The Endoplasmic Reticulum (ER) is a remarkable organelle with multifaceted functions, serving as the epicenter of protein synthesis, modification, and inter-organelle communication. It collaborates extensively with mitochondria, lysosomes, and the plasma membrane, facilitating the transport of vital metabolites, lipids, and proteins. Recent studies, including our own research, have shed light on a process called ER-phagy, wherein the ER undergoes targeted degradation through autophagy in response to various stressors such as amino acid deprivation, protein misfolding, and cellular differentiation(1,2). Our recent data suggest that ER-phagy also acts as a backup pathway to the proteasome-mediated ER-associated degradation (ERAD) pathway during ER stress and its activity is amplified when ERAD is inhibited. However, the underlying mechanism and crosstalk between ERAD and ER-phagy remain unclear and forms the basis of this PhD project. This potential outcome of this work is particularly exciting and could hint towards leveraging ER-phagy activation as an alternative strategy in diseases related to ERAD defects ranging from obesity and metabolic disorders, to neurodegenerative diseases and polyglutamine diseases. In this PhD project, we aim to identify and characterize novel key players involved in stimulus-induced ER-phagy, with the ultimate goal of shedding light on both the physiological roles and pathological consequences of ER-phagy. Building upon our established assays and preliminary data, we aim to address the following questions: What are the fundamental components orchestrating ER stress-induced ER-phagy? Using genetics, biochemistry, and mass spectrometry, we will delve into the molecular landscape to uncover the critical players responsible for initiating and executing ER-phagy. How are these key players regulated and activated in response to stress? How are these key players regulated and activated in response to stress? We will use proteomics and gene expression analysis to understand the post-translational modifications and regulatory networks that govern ER-phagy What is the overall implication of failed ER-phagy? By investigating the repercussions of impaired ER-phagy, we will gain a deeper understanding of the pathological outcomes and potential disease associations resulting from aberrant ER-phagy processes.

内质网（ER）是具有多方面功能的显着细胞器，是蛋白质合成，修饰和轨道间通信的中心。它与线粒体，溶酶体和质膜广泛合作，促进了重要的代谢物，脂质和蛋白质的运输。

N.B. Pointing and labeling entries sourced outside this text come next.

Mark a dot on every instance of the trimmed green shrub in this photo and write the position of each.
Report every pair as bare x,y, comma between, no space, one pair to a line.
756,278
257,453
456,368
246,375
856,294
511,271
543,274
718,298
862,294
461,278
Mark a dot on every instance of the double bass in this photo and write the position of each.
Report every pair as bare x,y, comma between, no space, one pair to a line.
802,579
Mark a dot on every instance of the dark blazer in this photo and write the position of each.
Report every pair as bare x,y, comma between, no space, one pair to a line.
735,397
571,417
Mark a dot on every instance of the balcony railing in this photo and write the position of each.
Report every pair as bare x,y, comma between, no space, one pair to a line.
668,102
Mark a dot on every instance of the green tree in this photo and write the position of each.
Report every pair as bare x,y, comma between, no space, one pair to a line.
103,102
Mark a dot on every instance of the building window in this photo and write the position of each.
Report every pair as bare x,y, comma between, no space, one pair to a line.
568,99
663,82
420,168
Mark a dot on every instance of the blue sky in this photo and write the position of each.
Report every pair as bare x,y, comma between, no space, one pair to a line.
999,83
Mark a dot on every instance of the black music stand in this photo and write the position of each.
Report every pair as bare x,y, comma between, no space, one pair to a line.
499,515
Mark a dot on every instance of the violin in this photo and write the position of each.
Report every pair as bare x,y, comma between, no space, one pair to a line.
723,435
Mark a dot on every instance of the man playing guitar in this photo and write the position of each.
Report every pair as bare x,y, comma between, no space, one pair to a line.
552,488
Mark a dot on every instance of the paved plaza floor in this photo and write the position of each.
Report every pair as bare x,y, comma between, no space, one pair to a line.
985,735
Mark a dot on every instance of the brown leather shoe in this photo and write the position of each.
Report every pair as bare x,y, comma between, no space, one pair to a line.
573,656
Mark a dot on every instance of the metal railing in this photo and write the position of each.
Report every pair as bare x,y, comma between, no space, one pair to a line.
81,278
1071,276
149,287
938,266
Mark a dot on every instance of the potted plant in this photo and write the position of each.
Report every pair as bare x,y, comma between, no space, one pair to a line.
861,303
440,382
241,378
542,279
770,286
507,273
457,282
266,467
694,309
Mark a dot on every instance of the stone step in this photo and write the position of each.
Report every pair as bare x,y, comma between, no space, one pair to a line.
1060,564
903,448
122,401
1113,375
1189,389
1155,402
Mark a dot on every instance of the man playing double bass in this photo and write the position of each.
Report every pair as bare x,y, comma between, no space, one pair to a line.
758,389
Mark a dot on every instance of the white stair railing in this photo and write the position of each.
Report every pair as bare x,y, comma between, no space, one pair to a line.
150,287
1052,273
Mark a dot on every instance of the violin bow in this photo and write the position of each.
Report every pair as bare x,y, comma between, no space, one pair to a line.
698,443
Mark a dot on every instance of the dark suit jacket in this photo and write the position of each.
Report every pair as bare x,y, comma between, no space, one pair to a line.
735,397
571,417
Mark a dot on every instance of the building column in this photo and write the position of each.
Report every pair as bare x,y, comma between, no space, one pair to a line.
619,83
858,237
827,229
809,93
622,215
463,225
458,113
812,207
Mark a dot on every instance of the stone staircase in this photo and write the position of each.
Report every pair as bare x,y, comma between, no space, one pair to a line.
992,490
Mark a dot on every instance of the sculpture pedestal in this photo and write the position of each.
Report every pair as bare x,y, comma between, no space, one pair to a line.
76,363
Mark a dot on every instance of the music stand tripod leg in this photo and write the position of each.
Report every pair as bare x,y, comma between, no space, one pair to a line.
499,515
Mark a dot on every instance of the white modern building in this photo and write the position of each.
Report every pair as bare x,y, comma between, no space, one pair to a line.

最近的研究，包括我们自己的研究，已经揭示了一个称为ER-Phagy的过程，其中ER通过自动噬菌体对各种压力源（例如氨基酸剥夺，蛋白质错误折叠和细胞分化）进行靶向降解（1,2）。我们最近的数据表明，ER-Phagy还充当蛋白酶体介导的ER相关降解（ERAD）途径的备份途径，当ER抑制ERAD时，其活性会放大。但是，Erad和Er-Phagy之间的基本机制和串扰尚不清楚，并构成了该博士学位项目的基础。这项工作的这一潜在结果特别令人兴奋，可以暗示利用ER-Phagy激活作为与埃拉德缺陷有关的替代策略，从肥胖和代谢性疾病到神经退行性疾病和多谷氨酰胺疾病。 在这个博士学位项目中，我们旨在识别和表征参与刺激引起的ER-PHAGY的新型主要参与者，其最终目标是阐明ER-PHAGY的生理角色和病理后果。在我们既定的分析和初步数据的基础上，我们旨在解决以下问题：策划ER压力引起的ER-Phagy的基本组件是什么？使用遗传学，生物化学和质谱法，我们将深入研究分子景观，以发现负责发起和执行ER-Phagy的关键参与者。这些主要参与者如何根据压力受到调节和激活？这些主要参与者如何根据压力受到调节和激活？我们将使用蛋白质组学和基因表达分析来了解控制ER-Phagy的翻译后修饰和调节网络，而ER-Phagy失败的总体含义是什么？通过研究ER-PHAGY受损的影响，我们将对异常的ER-Phagy过程产生的病理结局和潜在疾病关联有更深入的了解。